Wednesday, 26 January 2022

Post-European Council Meeting: Statements

 

3:12 pm

Photo of Richard Boyd BarrettRichard Boyd Barrett (Dún Laoghaire, People Before Profit Alliance) | Oireachtas source

We were out criticising what the Russians were doing in Kazakhstan last week, and there is not much action from the Government on that. I stood at many a protest over what the Russians did in Chechnya and the carnage they inflicted there and I did not see Members opposite there, so they should not try to confuse the issue.

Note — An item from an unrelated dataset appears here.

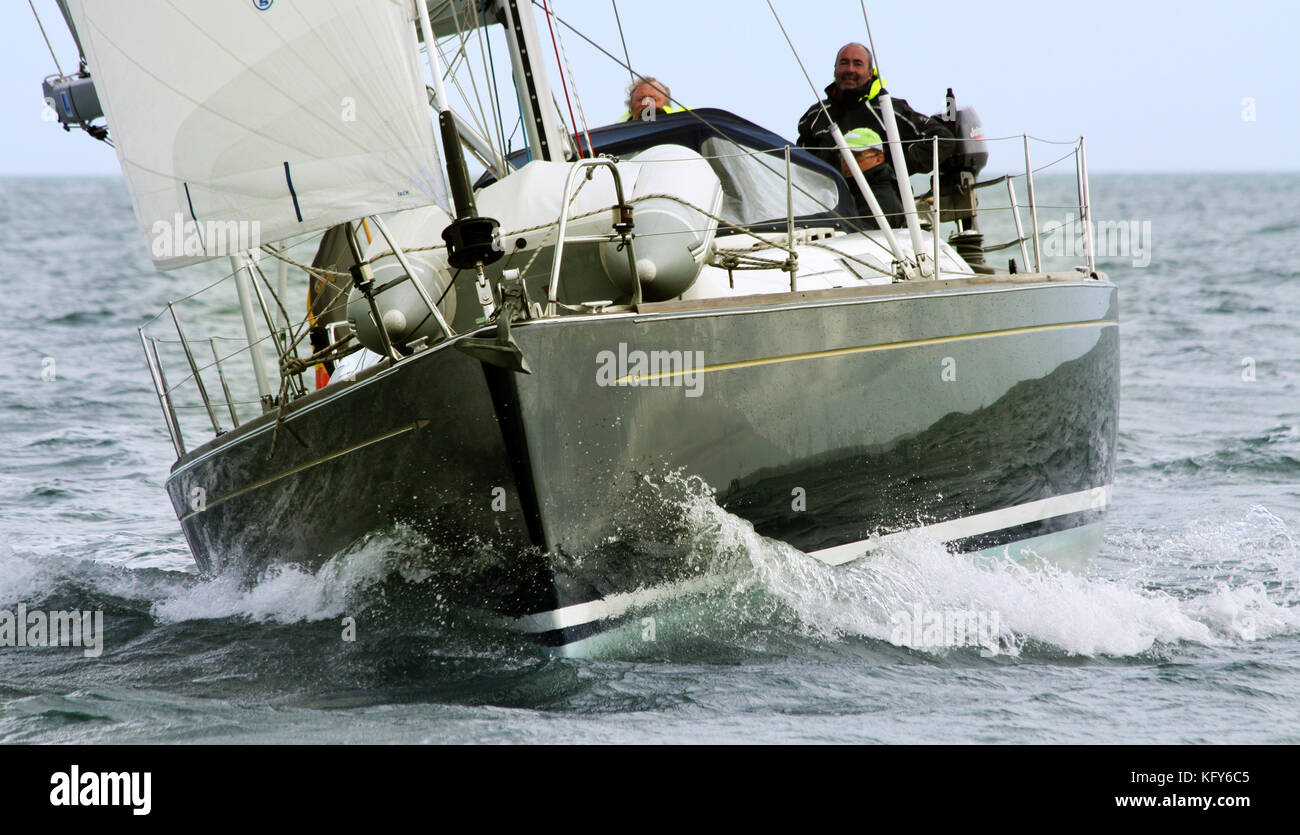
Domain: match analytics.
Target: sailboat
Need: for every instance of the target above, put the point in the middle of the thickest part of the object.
(506, 363)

While I object absolutely to the Russians' massing troops on the Ukrainian border, to the whole nature of the Russian regime and, for that matter, to the carrying out of military exercises in the Irish maritime area, the problem is that I have heard not a word about the NATO military exercise on 24 January in the Mediterranean. There has been no criticism of that military exercise, in which NATO flexed its muscles. It was the first time since the end of the Cold War that an entire US aircraft carrier fleet came under NATO control. What is it doing there except ratcheting up the tensions? The Russians are massing troops on the Ukrainian border; they should not be doing so. The Americans are planning to send troops into Ukraine and are arming the Ukrainians, as are many of the NATO powers - not Germany, notably, but many European powers are arming the Ukrainians with weapons that the Russians, as much as I criticise them, have a reason to be concerned about. James Baker promised at the time that an eastward expansion of NATO would not happen. That promise was broken and NATO was expanded aggressively, encircling Russia, inevitably provoking an escalation of political and military tensions. There has been not a word on that from the Irish Government and no balance in its criticism. That is why I say it is not being neutral or objective in this.

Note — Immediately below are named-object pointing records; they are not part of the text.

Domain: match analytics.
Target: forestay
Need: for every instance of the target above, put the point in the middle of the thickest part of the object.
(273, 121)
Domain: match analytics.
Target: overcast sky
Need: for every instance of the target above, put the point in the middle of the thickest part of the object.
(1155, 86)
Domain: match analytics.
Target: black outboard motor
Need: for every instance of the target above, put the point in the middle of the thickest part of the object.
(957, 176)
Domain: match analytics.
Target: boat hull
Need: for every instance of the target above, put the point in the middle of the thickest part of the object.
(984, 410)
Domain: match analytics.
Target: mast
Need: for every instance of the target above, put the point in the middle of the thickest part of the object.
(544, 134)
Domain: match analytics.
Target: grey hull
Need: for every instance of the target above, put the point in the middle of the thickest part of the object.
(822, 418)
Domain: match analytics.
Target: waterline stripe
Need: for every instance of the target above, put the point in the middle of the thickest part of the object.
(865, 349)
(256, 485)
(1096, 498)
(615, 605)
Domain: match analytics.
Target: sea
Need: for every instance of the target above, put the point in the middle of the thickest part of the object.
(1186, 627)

Some of the world's media outlets that do not have an axe to grind for one side or the other are objective in their assessment of what is going on. Ireland is not. Why? Because the Irish political establishment has always, in truth, wanted to facilitate the US-led western bloc, as it does at Shannon Airport, allowing it to prosecute the utterly disastrous wars in Afghanistan and Iraq, where hundreds of thousands of people were slaughtered and we facilitated it. We facilitated the kidnap and torture programme that is US rendition. Fianna Fáil and Fine Gael and some of their coalition partners stood over that and allowed that to happen and continue to allow it to happen. They want to sign us up to the permanent structured co-operation, PESCO, when the European military project being pushed is all about deepening the integration with NATO, which is a first-strike military and nuclear alliance. I ask the House to just think about that. NATO has a policy of first-strike use of nuclear weapons against states that do not have nuclear weapons. That is an actual policy of NATO. We should be railing against that kind of stuff.

Let us uphold our shattered tradition of neutrality and call this out for what it is. These are two nasty, expansionist military-political big power alliances. Neutrality means calling them both out and calling for people to step back from the brink of war, to demilitarise the area, to de-escalate and to say that weapons and the deployment of same as well as military advisors and troops from either side are not acceptable and are adding fuel to the fire.